Penn President Liz Magill received substantial criticism for her interaction with Rep. Elise Stefanik (R-N.Y.) during Tuesday’s congressional hearings — days before she announced her resignation on Dec. 9.
During the hearing, Stefanik repeatedly asked Magill — and Harvard University President Claudine Gay and Massachusetts Institute of Technology President Sally Kornbluth — if a call for the genocide of Jewish people would violate Penn’s policies or code of conduct. Stefanik referenced calls for "Intifada revolution" among some protesters on campus as calls for genocide.
Magill originally responded that “if the speech turns into conduct, it can be harassment.”
In response to Stefanik’s repeated questioning, Magill stated that a call for the genocide of Jews is harassment “if it is directed, and severe, pervasive.” Magill later added that it is “a context-dependent decision.”
Stefanik continued probing in response to Magill’s remarks.
“This is the easiest question to answer. ‘Yes,’ Ms.
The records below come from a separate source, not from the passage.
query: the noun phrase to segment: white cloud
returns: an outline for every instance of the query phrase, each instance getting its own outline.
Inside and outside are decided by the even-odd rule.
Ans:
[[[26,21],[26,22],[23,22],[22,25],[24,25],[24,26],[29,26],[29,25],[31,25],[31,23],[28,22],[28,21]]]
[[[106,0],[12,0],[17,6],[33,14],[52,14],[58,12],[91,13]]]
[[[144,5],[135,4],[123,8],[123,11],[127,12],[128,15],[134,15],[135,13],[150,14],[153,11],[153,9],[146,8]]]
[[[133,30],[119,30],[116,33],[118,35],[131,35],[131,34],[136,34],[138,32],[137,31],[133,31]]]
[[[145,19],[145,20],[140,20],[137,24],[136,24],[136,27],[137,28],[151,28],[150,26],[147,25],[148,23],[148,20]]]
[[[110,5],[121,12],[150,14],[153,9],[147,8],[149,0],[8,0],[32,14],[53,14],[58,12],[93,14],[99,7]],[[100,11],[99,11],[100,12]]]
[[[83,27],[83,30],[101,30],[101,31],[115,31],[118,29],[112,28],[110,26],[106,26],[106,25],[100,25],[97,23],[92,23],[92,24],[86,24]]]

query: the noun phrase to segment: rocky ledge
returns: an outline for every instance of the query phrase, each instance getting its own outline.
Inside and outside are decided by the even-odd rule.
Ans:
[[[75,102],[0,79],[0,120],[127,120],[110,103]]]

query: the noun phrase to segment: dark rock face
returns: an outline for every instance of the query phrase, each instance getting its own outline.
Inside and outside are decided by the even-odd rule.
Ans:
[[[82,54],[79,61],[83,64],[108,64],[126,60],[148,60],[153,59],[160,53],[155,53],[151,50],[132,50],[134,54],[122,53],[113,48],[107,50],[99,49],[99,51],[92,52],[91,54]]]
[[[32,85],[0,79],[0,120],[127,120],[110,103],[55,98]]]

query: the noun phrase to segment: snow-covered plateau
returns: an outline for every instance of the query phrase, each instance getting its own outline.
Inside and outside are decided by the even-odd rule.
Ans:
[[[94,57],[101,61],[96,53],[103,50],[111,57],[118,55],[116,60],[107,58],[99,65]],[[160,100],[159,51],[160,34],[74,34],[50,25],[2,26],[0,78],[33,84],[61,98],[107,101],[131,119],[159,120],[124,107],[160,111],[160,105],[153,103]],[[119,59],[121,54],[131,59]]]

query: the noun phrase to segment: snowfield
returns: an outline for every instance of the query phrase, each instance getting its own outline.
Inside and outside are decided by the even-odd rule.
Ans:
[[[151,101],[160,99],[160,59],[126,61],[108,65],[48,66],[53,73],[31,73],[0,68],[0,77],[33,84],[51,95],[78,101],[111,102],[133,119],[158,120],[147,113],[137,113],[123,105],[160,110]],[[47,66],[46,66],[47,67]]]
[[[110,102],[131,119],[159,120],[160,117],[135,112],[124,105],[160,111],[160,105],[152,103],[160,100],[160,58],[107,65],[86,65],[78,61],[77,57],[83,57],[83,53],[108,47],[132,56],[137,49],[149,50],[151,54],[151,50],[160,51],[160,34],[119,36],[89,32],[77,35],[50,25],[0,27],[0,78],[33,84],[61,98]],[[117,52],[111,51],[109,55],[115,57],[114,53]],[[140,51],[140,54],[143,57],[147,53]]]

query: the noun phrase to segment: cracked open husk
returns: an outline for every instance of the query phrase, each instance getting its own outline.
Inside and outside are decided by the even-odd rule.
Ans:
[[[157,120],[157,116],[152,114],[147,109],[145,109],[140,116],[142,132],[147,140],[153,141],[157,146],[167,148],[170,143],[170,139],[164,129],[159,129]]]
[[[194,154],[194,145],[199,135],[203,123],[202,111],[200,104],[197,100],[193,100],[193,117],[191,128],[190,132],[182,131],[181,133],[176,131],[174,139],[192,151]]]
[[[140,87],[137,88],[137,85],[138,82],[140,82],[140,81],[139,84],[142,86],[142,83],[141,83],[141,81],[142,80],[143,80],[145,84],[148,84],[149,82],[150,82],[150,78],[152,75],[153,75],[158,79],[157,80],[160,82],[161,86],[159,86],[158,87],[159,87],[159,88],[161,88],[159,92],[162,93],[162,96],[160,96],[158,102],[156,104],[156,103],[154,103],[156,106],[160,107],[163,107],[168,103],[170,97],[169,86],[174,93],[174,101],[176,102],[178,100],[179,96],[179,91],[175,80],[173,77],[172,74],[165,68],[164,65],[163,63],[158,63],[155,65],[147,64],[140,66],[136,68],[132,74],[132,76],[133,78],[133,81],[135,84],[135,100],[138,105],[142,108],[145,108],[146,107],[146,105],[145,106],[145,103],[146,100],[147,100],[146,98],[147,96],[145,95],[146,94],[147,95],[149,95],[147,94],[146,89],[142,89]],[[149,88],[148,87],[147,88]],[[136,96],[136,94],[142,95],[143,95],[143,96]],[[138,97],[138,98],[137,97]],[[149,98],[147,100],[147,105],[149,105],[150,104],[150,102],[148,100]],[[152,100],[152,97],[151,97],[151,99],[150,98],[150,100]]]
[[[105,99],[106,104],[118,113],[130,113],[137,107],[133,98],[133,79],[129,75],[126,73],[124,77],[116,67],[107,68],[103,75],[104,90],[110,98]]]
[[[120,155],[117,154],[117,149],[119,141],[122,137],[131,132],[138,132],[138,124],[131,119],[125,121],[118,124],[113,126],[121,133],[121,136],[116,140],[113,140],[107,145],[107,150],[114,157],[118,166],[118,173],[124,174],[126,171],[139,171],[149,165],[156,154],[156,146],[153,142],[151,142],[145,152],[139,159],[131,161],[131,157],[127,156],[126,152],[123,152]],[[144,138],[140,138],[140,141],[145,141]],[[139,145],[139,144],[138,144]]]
Magill,” Stefanik said. “Conduct meaning committing the act of genocide? … This is unacceptable, Ms. Magill.”
Magill concluded the interaction by reiterating that calling for the genocide of Jews “can be harassment.”
Magill has experienced harsh criticism for her statements from public officials and Penn community members, including from Pennsylvania Gov. Josh Shapiro, who told reporters that Magill’s comments at the hearing were “absolutely shameful.” A letter signed by 74 United States representatives also demanded the removal of the Penn, Harvard University, and the Massachusetts Institute of Technology presidents.
Gay and Kornbluth have similarly faced criticism for their responses to similar questions from Stefanik.
The exchange between Stefanik and the three university presidents has garnered national media attention, prompting White House Press Secretary Karine Jean-Pierre to clarify that “We do not stand for genocide. That is unacceptable,” but stopped short of calling for Magill’s resignation, adding that the White House does not “get involved in private university processes and how they run their university.”
In an email to the Penn Hillel community, Rabbi and Executive Director of Hillel Gabe Greenberg and Hillel co-presidents and College juniors Lauren Krasilovsky and Olivia Domansky also criticized Magill's statement.
“Throughout the hearing, Magill and the other college presidents sought to delineate their support for free speech, no matter how objectionable, so long as it does not turn into violence,” the email said.
In a video released on Wednesday evening, Magill expressed regret for her statements during the interaction and pledged to evaluate Penn's policies regarding hate on campus.
“In that moment, I was focused on our University's long standing policies aligned with the U.S. Constitution, which say that speech alone is not punishable,” Magill said. “I was not focused on, but I should have been, the irrefutable fact that a call for genocide of Jewish people is a call for some of the most terrible violence human beings can perpetrate. It is intentionally meant to terrify a people who have been subjected to pogroms and hatred for centuries and were the victims of mass genocide in the Holocaust.”
The University's "Free Speech FAQs" detail Penn's guidelines governing hate speech. These rules state that speech can only be disciplined by the University if "the inflammatory speech intentionally and effectively provokes a crowd to immediately carry out violent and unlawful action."
"Universities can invest their efforts and resources in educating their members and in creating spaces and contexts for productive dialogue, but they cannot legitimately punish members — students, staff, and faculty — who choose not to participate in those, or who profess bigoted and other hateful views," Penn's policy reads. "This is especially true in open and public spaces, like Locust Walk."
Magill also indicated at the time that she and Provost John L. Jackson Jr. would initiate a process to examine University policy regarding free speech.
“In today's world, where we are seeing signs of hate proliferating across our campus, in our world in a way not seen in years, these policies need to be clarified and evaluated,” she added.
In an interview with The Harvard Crimson, Harvard President Claudine Gay apologized for her similar responses to Magill.
“I got caught up in what had become at that point, an extended, combative exchange about policies and procedures,” Gay said in the interview. “What I should have had the presence of mind to do in that moment was return to my guiding truth, which is that calls for violence against our Jewish community — threats to our Jewish students — have no place at Harvard, and will never go unchallenged.”